Chances are, by now, if you didn’t watch last night’s utter debacle in Trinidad, you’ve at least heard that the US Men’s National Team laid an egg in their last crucial qualifying match and will now miss the 2018 World Cup in Russia. There’s no equivocating about it, that’s very bad. Very, very bad.
The World Cup is like a gateway drug for soccer – it’s probably how many of you first experienced the game and wanted to come back for more. I know that was my experience.

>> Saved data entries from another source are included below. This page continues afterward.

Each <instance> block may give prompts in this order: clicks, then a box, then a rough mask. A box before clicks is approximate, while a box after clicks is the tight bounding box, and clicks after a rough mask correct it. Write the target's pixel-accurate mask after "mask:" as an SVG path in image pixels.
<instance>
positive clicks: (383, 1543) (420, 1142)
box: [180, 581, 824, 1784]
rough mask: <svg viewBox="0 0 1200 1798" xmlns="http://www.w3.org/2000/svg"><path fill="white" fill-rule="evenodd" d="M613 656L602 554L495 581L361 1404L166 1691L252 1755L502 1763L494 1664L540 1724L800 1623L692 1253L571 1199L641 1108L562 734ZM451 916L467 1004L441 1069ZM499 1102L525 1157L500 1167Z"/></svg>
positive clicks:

While the greatest event in sports will still go on without the Yanquis next summer, and will still undoubtedly be great, there will be a lot less interest on this side of the pond because the USMNT isn’t in it.
There are certainly some US fans that believe that missing the World Cup is a good thing, that it’s the wake-up call US Soccer needs to start doing things “the right way.” In terms of the USSF and its administration of the sport here, maybe that’s true, maybe it isn’t. But the bad things about this result massively outweigh the good. Kevin McCauley at SB Nation details out the likely fallout from this disaster in this article better than I could, and I get the feeling there’s even more to fear than his six or seven points.
How do we handle this nightmare scenario that is now a reality? Like politics, soccer is local, and has its greatest effect at the local and grassroots level. One of the nice cards Louisville City has in its pocket in this stadium district development deal, for example, is that all of its forty-plus owners live in or very near Jefferson County. If you’re interested in preserving and growing this great game, it’s going to take some personal effort at the local level.
Get involved. Develop strategies to spread the game to the underserved parts of your community. Start a foundation to raise money to build futsal courts or buy soccer goals and balls for your local park. Join an adult recreational league. Start a weekly pick-up game. Take a coaching course; US Soccer offers an F license for free on the internet. The National Soccer Coaches Association of America offers coaching courses, too. Volunteer with a youth club or a school team. Hell, start your own. Run for the board of directors for the Kentucky Youth Soccer Association, or the Kentucky Soccer Association. Learn the Laws of the Game and become a referee – you’ll learn something, make a little money, AND get some exercise!
Soccer will survive in this country, of course. It survived before the internet, it survived the original Soccer Wars before World War I, it survived the death of the NASL, and will survive this. Sure, this is a sizeable pothole in the game’s road to success in the US. But, like anything else, the measure of one’s character is how you handle adversity. Take this shot to the gut, get up, and kick some ass going forward.